«Il funzionamento di un grande quotidiano [...] è di una complessità che quasi sempre sfugge al pubblico. Il cittadino non si rende conto dell'enorme macchina che viene messa in moto a suo beneficio in cambio del suo penny mattutino». Evelyn Waugh, (1938), L'inviato speciale, Bompiani, Milano 2001
Lo dico a mio disdoro: sto contribuendo fortemente alla crisi dell'editoria.
Da un po' di tempo non compro praticamente più giornali al mattino, l'ultimo è stato il secondo numero del nuovo Pagina99 per vedere com'era fatto (e com'era fatto? Non lo ricomprerò).
A pensarci bene perdo un cospicuo numero di editoriali, di articoli, di servizi, di commenti, tante pagine di pubblicità. Risparmio almeno 1,20/1,50 euro a mattino che, moltiplicati per 30 fanno 36/50 euro, il prezzo di un pieno di gasolio (sono antiquato, uso combustibile fossile).
Non dovrei giustificarmi o sentirmi minimamente in colpa per questo: infatti non mi giustifico, né mi sento in colpa. I quotidiani mi annoiano, anche se apprezzo il loro destino.
Certo, mi perdo una grande quantità di informazione e di produzione intellettuale tout court che quotidianamente viene messa in commercio e distribuita tramite edicola (mai preso in considerazione comprarli al supermercato, i giornali). Parimenti non mi faccio mancare quel che passa il convento della rete, che è tanta roba, perlopiù gratuita o, al limite, per esempio riguardo agli articoli di fondo, raggiungibile l'indomani nelle versioni online dei quotidiani stessi.

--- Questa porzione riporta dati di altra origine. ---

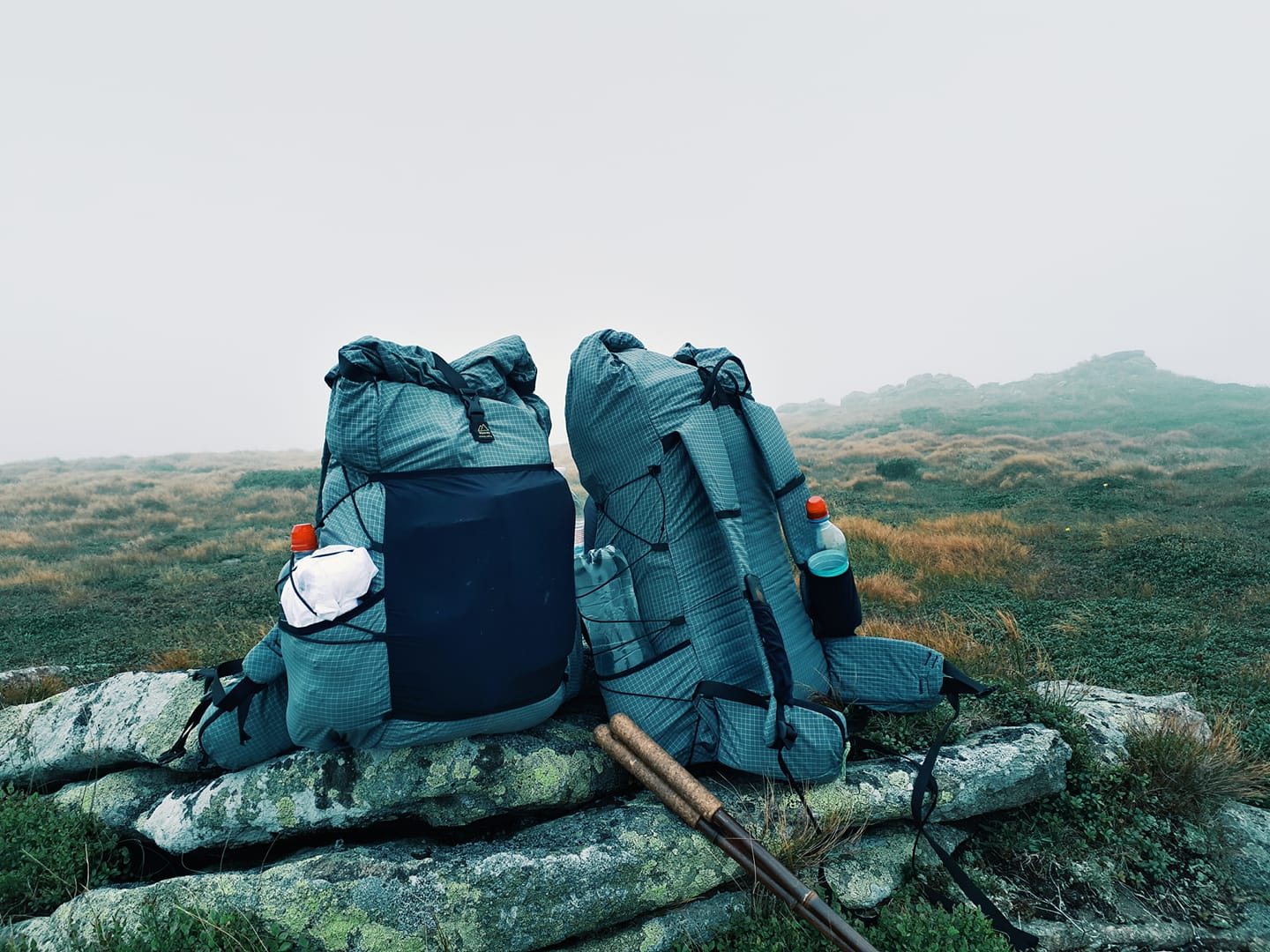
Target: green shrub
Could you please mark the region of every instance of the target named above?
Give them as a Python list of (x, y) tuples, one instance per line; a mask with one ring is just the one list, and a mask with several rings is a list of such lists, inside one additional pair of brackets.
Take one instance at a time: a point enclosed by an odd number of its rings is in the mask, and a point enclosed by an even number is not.
[(127, 850), (95, 816), (0, 787), (0, 918), (51, 913), (130, 868)]
[(318, 952), (321, 944), (257, 916), (174, 906), (142, 910), (137, 923), (99, 920), (74, 937), (72, 952)]
[[(951, 910), (921, 899), (897, 896), (870, 914), (869, 922), (843, 916), (865, 939), (886, 952), (1010, 952), (978, 909)], [(784, 908), (770, 915), (740, 915), (705, 942), (682, 939), (674, 952), (822, 952), (829, 939)]]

Alla base di questa mia rinuncia all'acquisto e alla lettura costante dei quotidiani ci sta quanto sopra citato in esergo: da cittadino, mi rendo conto sì «dell'enorme macchina che viene messa in moto» in cambio del mio euro e tanti; e tuttavia, ravviso, giammai questo avviene per il mio beneficio, non ora, non più.
4 commenti:
sì, è così come dici, però credo che il quotidiano assolva ancora delle funzioni, fosse pure quella di accompagnare certe abitudini, la lettura del quotidiano con il caffè e la sigaretta, per esempio, dunque di non salutari stili di vita, ma se ci togliamo anche i pochi "vizi" che abbiamo, cosa ci resta? diceva un certo montesquieu (ma ho sentito esprimere il medesimo concetto anche da chi non l'ha letto) che uno stile di vita troppo rigoroso e come una noiosa malattia. insomma la lettura del quotidiano fa parte del gusto della vita.
credo che lasciare la lettura dei quotidiani ci impoverisca. per esempio oggi acquisterò, diluvio permettendo, quello della confindustria, uno dei migliori sebbene sia un giornale padronale (e gli altri grandi giornali?)
e poi il pomeriggio mi siedo (per quanto posso) nel mio baretto sotto i portici, dove c'era in antico la sede del PSI, e sfoglio la stampa locale, la cronaca, materiale di conversazione. ieri pomeriggio con due signore rispettivamente di 88 e 89 anni, completamente autosufficienti, anzi arzille e combattive, con a fianco un signore di 90 anni compiuti, distintissimo e con una sciarpa dell'inter: da foto.
le signore mi raccontavano quanto sia cambiata la città, di come siano spariti i negozi di prossimità per far posto a gelaterie e negozi di straccetti. lo so, lo so bene, pensavo tra me, un pezzo di strada l'ho fatto insieme a voi e il ricordo più nitido di quegli anni lontani, molto prima di aver letto Proust, è il profumo di pane che si spandeva nella piazza. ma questo ormai lo dicono in tanti, spesso solo per dire e mentre sgranocchiano quello che chiamano tramezzino (una specie di pane di produzione industriale con maionese in vasetto e gamberetti agli ormoni, puah).
(vedo e rilancio: anche il tabù "del supermercato" è rivedibile, credi a un vecchio...)
E le edicole, sempre di più, stanno chiudendo.
@ Olympe de Gouges
Convengo sulle tue considerazioni, aggiungendo soltanto che, da un punto di vista delle abitudini, oramai internet la fa da padrone.
@ Marino
il fatto è che la spesa la faccio solitamente nel pomeriggio
@ Alberto
Eh, sì: faranno la fine delle cabine telefoniche.